I watch Rafe as he walks away, his step light and cheerful, so different from the man who never went anywhere without looking like he was on a life or death mission. Which, to be fair, was often the case.

He’s still like that on our jobs, of course. We all are. Because the habits drilled into us in the Army are too deeply embedded to break. But the instant Rafe sees Eden, his demeanor shifts. He’s not a soldier anymore, but a man in love.

While I walk towards Bea’s apartment, I spin the word in my head.

Love. I know what it means, of course. I know what it looks like. And I know how it can leave a person devastated when it’s gone.

Like my mom. She lived for my dad, and when he passed, she fell apart. Her occasional bouts of depression turned into months-long stretches when she barely left the house, and, on some particularly bad days, she wouldn’t even get out of bed.

Looking at love that way, it didn’t seem all that great.

But it works for plenty of people. Like Eden and Rafe. All my friends at the Sleepy Hollow and San Antonio branches of Blade and Arrow. My old teammate, Cillian, who recently found love after a stretch of his own struggles.

Me, on the other hand…

I snort softly at the unfortunate pun.

What woman would want a man who has to touch her with metal and carbon? A man who has a scarred stump where his lower arm used to be? A man people will always stare at, wondering what happened to him and sometimes, even rudely asking outright?

Once I reach Bea’s front door, I take a deep breath and forcibly shove the negative thoughts down. Because now isn’t about me. It’s about seeing if Bea’s okay.

Shifting all the shopping bags to one arm, I rap on the door with the other. And though I know there’s a camera right above the door, so Bea can see me, I still call out, “Hey, Bea. It’s Indy. Is it a good time?”

When she doesn’t answer right away, the now-familiar worry resurges.

Is she in pain? Was there a complication? Is she having a panic attack? Did I wait too long to come check on her? I wanted to give her some time alone after the meeting, so I worked on inventorying the medical clinic on site before heading out to the grocery store, but maybe I should have stopped by sooner.

Or maybe she can’t hear me.
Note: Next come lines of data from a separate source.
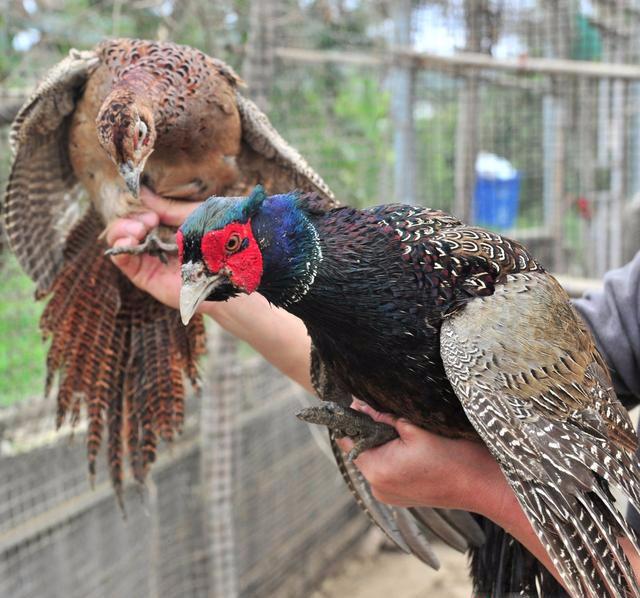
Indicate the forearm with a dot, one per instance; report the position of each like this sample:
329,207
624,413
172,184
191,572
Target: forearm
278,336
497,502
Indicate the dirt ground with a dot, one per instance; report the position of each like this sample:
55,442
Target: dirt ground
391,574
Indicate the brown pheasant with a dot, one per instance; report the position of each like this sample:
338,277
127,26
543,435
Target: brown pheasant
99,124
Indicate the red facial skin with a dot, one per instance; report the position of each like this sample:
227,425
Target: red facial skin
232,251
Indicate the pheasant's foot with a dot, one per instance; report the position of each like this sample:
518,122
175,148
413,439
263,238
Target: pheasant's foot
152,245
344,421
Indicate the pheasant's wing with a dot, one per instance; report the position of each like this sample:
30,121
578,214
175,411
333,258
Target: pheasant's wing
42,198
268,159
531,382
410,529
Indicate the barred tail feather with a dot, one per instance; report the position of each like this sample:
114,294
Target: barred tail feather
119,352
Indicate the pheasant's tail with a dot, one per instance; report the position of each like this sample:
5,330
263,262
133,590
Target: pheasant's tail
119,352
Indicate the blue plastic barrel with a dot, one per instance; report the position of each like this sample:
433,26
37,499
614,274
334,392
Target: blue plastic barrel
496,201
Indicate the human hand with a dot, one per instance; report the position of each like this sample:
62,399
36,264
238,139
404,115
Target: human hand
148,273
423,469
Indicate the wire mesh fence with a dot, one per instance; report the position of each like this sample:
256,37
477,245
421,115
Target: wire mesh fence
521,115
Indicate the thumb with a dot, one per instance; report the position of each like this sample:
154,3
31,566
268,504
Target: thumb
406,430
127,263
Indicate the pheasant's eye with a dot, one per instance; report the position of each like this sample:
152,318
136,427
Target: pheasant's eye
140,135
233,243
142,131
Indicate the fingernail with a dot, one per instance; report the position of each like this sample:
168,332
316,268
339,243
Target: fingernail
149,219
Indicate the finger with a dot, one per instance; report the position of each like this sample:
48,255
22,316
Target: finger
128,263
408,431
126,227
149,219
345,444
170,211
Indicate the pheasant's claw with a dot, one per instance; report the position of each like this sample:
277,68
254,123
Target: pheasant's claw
344,421
153,245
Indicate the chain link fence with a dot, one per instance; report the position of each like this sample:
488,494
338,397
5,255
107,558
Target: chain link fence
521,115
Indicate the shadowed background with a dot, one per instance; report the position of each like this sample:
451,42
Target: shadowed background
388,101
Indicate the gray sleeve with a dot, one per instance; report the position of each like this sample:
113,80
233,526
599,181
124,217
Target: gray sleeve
613,315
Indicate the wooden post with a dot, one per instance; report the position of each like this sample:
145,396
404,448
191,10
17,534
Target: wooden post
554,155
259,64
402,103
218,439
I don’t really know how good the implants are for hearing sounds like this. Maybe at home she has a special doorbell that lights up when it rings. Or an alert on her phone.

Shit. I should have asked.

I’m just fumbling for my phone to look up cochlear implant accessories when the front door jerks open. On the other side of the doorway, Bea stands there, looking slightly flustered but otherwise okay.

“Sorry to take so long,” she says. “I was in the bedroom, and I wasn’t sure if someone was at the door or not. And then I had to get all the locks open.”